Arc consistency can be used to prune the set of values and the set of constraints. Assigning a value to a Boolean variable can simplify the set of constraints:

  • If X is assigned true, all of the clauses with X=true become redundant; they are automatically satisfied. These clauses can be removed. Similarly, assigning the X the value of false can remove the clauses containing X=false.
  • If X is assigned the value of true, any clause with X=false can be simplified by removing X=false from the clause. Similarly, if X is assigned the value of false, then X=true can be removed from any clause it appears in. This step is called unit resolution.

Following some steps of pruning the clauses, clauses may exist that contain just one assignment, Y=v. In this case, the other value can be removed from the domain of Y. The aforementioned procedure can be repeated for the assignment of Y=v. If all of the assignments are removed from a clause, the constraints are unsatisfiable.

Example 4.23: Consider the clause ¬x∨ y ∨ ¬z. When X is assigned to true, the clause can be simplified to y ∨ ¬z. If Y is then assigned to false, the clause can be simplified to ¬z. Thus, true can be pruned from the domain of Z.

If, instead, X is assigned to false, the preceding clause can be removed.

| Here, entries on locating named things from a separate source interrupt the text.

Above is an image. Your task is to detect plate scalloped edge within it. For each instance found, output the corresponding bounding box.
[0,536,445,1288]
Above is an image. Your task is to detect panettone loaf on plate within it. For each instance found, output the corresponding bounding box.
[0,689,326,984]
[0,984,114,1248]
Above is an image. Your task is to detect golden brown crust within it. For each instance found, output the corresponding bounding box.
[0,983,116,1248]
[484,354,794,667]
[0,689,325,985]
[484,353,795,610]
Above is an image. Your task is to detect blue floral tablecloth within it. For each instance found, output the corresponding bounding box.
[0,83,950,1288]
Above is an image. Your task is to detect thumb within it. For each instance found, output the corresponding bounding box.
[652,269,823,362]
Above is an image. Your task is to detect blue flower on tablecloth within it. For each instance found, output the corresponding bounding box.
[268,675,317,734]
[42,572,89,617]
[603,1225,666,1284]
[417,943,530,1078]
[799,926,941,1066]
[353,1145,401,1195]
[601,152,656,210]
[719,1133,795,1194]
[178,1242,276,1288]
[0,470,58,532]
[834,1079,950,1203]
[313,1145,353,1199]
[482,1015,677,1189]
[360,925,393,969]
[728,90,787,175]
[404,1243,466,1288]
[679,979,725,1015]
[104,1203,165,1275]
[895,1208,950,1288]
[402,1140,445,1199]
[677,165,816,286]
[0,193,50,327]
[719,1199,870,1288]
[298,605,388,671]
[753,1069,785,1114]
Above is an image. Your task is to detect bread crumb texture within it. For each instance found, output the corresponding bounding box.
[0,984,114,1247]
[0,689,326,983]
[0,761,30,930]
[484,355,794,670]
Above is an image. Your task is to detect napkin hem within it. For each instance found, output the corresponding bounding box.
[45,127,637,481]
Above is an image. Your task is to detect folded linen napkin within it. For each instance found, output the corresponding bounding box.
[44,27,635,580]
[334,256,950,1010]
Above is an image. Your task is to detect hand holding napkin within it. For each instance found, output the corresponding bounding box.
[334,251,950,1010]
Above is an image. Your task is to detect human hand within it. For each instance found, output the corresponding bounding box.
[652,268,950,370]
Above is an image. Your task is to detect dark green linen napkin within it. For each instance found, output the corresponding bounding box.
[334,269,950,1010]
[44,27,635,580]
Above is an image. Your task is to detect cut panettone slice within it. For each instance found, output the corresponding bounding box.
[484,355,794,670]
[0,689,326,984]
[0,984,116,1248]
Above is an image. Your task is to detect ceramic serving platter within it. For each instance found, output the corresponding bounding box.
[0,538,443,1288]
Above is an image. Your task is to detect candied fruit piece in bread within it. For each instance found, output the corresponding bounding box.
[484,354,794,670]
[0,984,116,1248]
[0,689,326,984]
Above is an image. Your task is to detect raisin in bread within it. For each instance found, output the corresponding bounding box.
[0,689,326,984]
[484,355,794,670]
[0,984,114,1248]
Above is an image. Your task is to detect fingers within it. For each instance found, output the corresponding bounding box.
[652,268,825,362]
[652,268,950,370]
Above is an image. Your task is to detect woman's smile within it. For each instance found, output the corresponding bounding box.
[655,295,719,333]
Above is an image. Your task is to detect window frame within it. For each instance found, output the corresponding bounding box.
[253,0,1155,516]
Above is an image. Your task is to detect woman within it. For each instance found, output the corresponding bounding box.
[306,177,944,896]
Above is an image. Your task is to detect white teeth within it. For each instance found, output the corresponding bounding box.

If a variable has the same value in all remaining clauses, and the algorithm must only find one model, it can assign that value to that variable. For example, if variable Y only appears as Y=true (i.e., ¬y is not in any clause), then Y can be assigned the value true. That assignment does not remove all of the models; it only simplifies the problem because the set of clauses remaining after setting Y=true is a subset of the clauses that would remain if Y were assigned the value false. A variable that only has one value in all of the clauses is called a pure symbol.

It turns out that pruning the domains and constraints, domain splitting, assigning pure symbols, and efficiently managing the constraints (i.e., determining when all but one of the disjuncts are false) turns out to be a very efficient algorithm. It is called the DPLL algorithm, after its authors.